L'intuition morale et le sens naturel

Le programme de « l'intuitionnisme moral » (moral intuitionism) de Michael Huemer réussit-il à établir un lien structurel entre l'intuition morale et Dieu, ou l'intuitionnisme fonctionne-t-il aussi dans un cadre naturaliste ?

AvancéM4-T9-Q38 min de lecture

Cette question se trouve au cœur de la tension philosophique contemporaine entre l'intuitionnisme moral (Moral Intuitionism) et les fondements métaphysiques de la morale. Michael Huemer, dans « Ethical Intuitionism » (2005) et « The Problem of Political Authority » (2013), a développé la défense contemporaine la plus forte de l'intuitionnisme moral. La question est : son programme implique-t-il — ou même favorise-t-il — l'existence de Dieu ? Ou le naturaliste peut-il adopter l'intuitionnisme sans conséquences métaphysiques théistes ?

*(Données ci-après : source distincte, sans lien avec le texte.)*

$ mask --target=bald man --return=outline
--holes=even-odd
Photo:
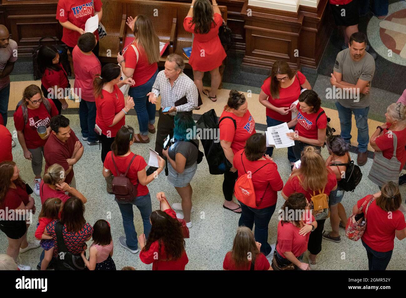
[[[10,96],[9,75],[13,71],[17,60],[17,43],[10,39],[10,33],[6,26],[0,25],[0,114],[4,126],[7,125]],[[2,122],[0,120],[0,123]]]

Réponses insuffisantes à éviter

Du côté de certains défenseurs du théisme :

« L'intuitionnisme moral implique logiquement l'existence de Dieu. » Affirmation inexacte. Huemer lui-même ne revendique pas cela, et déclare que l'intuitionnisme est compatible avec de multiples positions métaphysiques. L'implication logique directe n'existe pas dans les textes académiques.

« L'intuition morale ne peut être expliquée que par Dieu. » Simplification excessive. Même des philosophes théistes comme Robert Adams et Richard Swinburne reconnaissent que l'explication théiste n'est pas la seule disponible logiquement, mais la meilleure explicativement (inference to the best explanation). La différence est importante.

« Huemer soutient implicitement l'argument moral pour Dieu. » Erreur de lecture. Huemer est prudent de ne pas confondre l'intuitionnisme comme théorie épistémologique (comment nous connaissons la morale) et les fondements métaphysiques (quelle est la nature de la morale). Sa position épistémologique ne l'oblige pas à une position métaphysique spécifique.

Du côté de certains naturalistes :

« L'intuitionnisme n'est qu'évolution biologique. » Réduction insuffisante. Huemer répond que cela confond l'origine de la croyance (genesis) et sa justification (justification). Même si nos intuitions sont apparues évolutivement, cela n'invalide pas leur vérité ou leur objectivité.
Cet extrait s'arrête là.